Durable pharmacological responses from the peptide ShK-186, a specific Kv1.3 channel inhibitor that suppresses T cell mediators of autoimmune disease.

The Kv1.3 channel is a recognized target for pharmaceutical development to treat autoimmune diseases and organ rejection. ShK-186, a specific peptide inhibitor of Kv1.3, has shown promise in animal models of multiple sclerosis and rheumatoid arthritis. Here, we describe the pharmacokinetic-pharmacodynamic relationship for ShK-186 in rats and monkeys. The pharmacokinetic profile of ShK-186 was evaluated with a validated high-performance liquid chromatography-tandem mass spectrometry method to measure the peptide's concentration in plasma. These results were compared with single-photon emission computed tomography/computed tomography data collected with an ¹¹¹In-1,4,7,10-tetraazacyclododecane-1,4,7,10-tetraacetic acid-conjugate of ShK-186 to assess whole-blood pharmacokinetic parameters as well as the peptide's absorption, distribution, and excretion.

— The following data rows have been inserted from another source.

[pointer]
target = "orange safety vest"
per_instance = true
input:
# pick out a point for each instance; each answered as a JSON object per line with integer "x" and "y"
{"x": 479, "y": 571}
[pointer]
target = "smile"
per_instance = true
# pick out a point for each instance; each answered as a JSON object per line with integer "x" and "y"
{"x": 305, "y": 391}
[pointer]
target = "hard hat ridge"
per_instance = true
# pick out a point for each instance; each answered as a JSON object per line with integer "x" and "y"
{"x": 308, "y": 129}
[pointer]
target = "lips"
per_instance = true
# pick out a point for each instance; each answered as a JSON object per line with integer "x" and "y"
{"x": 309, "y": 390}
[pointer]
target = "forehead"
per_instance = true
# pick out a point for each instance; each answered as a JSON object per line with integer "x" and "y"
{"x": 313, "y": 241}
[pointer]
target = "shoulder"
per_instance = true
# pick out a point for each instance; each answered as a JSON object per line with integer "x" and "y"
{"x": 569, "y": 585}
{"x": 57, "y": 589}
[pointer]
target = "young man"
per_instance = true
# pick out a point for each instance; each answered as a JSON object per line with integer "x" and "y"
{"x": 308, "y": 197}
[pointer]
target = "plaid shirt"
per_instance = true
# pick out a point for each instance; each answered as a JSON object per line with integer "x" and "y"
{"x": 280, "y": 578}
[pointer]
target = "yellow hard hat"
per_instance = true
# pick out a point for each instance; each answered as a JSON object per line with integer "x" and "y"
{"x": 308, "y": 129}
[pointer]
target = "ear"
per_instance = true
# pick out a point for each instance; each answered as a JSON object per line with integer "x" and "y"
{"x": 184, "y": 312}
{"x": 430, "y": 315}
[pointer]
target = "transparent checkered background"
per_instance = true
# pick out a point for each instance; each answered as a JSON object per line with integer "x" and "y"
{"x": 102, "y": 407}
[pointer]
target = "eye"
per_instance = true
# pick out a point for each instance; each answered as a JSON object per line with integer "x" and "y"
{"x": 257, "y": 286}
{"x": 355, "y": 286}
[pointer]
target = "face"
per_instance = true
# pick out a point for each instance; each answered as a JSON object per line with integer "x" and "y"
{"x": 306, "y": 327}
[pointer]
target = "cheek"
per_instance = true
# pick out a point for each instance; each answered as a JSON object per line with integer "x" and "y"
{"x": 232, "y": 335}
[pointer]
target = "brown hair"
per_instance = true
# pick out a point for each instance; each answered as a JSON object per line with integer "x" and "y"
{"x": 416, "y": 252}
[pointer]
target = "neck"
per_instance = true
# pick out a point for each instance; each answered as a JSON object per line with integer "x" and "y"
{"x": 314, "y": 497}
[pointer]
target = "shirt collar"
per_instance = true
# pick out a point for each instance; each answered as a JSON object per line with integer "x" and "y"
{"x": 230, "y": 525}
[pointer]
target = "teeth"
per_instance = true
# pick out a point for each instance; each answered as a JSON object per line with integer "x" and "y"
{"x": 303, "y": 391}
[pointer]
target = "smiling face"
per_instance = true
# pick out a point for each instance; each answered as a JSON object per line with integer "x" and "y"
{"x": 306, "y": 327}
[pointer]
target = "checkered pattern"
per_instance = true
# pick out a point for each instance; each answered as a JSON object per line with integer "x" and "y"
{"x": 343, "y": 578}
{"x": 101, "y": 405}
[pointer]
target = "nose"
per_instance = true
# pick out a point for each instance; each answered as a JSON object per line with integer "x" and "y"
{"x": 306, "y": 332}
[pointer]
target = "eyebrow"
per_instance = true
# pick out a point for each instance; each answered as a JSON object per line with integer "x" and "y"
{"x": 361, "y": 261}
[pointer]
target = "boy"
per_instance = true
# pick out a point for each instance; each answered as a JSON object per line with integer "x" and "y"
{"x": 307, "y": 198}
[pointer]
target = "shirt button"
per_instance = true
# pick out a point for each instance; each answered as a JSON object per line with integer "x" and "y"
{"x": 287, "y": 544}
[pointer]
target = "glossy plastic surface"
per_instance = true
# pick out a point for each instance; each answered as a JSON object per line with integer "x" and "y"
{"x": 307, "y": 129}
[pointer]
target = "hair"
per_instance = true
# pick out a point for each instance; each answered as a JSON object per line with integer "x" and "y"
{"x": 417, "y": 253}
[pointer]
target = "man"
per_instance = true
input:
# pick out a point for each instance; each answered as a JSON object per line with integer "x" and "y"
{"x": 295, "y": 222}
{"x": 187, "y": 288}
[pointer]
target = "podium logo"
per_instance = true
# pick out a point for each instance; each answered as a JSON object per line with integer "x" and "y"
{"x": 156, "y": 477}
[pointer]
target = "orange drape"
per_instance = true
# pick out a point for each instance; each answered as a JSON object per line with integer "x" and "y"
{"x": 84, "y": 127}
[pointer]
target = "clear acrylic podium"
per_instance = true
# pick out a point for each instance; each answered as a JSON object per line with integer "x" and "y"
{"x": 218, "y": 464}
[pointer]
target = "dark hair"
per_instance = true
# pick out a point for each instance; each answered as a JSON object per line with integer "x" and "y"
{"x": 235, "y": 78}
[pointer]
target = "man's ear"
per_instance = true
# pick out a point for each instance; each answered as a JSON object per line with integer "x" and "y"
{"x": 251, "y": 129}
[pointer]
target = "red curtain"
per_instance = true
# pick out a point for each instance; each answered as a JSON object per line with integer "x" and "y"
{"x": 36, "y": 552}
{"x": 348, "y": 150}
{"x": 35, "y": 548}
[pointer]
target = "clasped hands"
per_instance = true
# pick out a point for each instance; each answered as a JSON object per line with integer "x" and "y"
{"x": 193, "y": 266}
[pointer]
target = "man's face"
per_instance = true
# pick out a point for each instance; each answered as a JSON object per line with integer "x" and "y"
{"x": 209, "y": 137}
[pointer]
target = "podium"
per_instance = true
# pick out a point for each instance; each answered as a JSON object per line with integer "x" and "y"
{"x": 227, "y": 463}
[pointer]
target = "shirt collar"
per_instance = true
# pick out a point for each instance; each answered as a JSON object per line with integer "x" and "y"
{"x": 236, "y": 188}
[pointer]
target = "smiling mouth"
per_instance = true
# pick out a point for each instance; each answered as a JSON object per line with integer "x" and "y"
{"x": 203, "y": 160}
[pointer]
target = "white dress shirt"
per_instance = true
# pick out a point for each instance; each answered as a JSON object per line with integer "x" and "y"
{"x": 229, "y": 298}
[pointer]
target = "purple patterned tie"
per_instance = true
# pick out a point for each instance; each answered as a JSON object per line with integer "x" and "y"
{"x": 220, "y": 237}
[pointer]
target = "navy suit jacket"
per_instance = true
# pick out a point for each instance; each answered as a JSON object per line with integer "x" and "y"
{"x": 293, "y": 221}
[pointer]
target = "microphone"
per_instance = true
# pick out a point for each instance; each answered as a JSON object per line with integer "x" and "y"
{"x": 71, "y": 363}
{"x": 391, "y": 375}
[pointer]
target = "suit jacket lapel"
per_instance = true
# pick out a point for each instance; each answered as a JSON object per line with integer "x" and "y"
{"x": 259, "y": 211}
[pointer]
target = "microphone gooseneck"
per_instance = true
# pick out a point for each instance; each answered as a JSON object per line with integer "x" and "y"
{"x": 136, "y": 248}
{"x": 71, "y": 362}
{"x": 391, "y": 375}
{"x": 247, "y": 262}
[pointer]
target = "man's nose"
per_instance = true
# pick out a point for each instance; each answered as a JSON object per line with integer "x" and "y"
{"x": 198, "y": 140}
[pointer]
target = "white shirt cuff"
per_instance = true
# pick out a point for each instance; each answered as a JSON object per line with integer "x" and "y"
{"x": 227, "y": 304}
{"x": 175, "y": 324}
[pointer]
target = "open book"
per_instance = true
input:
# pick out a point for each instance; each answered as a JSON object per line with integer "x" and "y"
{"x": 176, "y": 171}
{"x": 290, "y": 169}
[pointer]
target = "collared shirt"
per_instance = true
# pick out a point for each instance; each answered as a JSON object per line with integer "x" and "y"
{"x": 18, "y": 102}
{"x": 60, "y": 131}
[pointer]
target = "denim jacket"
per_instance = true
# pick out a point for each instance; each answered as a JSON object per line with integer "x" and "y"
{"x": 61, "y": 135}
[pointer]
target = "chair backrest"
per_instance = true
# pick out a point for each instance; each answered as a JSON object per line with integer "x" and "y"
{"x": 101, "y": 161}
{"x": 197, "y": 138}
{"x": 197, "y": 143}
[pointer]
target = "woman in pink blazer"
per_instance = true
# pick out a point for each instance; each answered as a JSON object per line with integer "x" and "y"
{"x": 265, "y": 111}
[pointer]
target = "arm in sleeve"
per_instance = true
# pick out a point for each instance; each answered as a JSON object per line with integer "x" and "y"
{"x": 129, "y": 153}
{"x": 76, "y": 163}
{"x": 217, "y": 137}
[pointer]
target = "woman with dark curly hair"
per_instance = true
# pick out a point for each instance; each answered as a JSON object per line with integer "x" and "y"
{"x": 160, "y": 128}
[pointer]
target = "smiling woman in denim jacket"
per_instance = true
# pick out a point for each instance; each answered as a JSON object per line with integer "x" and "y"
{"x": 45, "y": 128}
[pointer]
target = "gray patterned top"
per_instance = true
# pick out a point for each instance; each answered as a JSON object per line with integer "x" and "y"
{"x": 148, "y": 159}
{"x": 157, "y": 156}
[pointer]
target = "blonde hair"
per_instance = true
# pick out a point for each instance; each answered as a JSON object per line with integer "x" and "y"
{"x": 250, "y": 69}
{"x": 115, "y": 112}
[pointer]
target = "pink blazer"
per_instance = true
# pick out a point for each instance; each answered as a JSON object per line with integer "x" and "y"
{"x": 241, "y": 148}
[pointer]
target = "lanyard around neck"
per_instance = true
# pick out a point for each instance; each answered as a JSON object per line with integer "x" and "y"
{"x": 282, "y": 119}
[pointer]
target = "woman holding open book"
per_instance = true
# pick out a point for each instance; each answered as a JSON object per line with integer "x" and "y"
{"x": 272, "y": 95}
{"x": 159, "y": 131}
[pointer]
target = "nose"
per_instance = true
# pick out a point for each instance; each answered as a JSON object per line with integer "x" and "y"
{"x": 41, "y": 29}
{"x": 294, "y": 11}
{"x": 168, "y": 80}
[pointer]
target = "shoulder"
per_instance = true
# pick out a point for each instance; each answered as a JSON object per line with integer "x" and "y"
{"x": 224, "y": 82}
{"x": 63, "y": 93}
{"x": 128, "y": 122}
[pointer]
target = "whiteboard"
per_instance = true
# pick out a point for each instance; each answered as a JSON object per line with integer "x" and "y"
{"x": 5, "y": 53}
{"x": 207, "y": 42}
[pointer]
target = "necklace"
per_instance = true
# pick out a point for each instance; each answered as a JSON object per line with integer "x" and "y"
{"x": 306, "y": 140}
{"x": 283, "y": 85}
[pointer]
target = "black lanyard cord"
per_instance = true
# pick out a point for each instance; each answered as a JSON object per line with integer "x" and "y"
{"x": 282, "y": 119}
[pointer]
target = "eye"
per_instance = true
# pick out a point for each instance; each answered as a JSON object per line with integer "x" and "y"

Analysis of these data support a model wherein ShK-186 is absorbed slowly from the injection site, resulting in blood concentrations above the Kv1.3 channel-blocking IC50 value for up to 7 days in monkeys. Pharmacodynamic studies on human peripheral blood mononuclear cells showed that brief exposure to ShK-186 resulted in sustained suppression of cytokine responses and may contribute to prolonged drug effects. In delayed-type hypersensitivity, chronic relapsing-remitting experimental autoimmune encephalomyelitis, and pristane-induced arthritis rat models, a single dose of ShK-186 every 2 to 5 days was as effective as daily administration. ShK-186's slow distribution from the injection site and its long residence time on the Kv1.3 channel contribute to the prolonged therapeutic effect of ShK-186 in animal models of autoimmune disease.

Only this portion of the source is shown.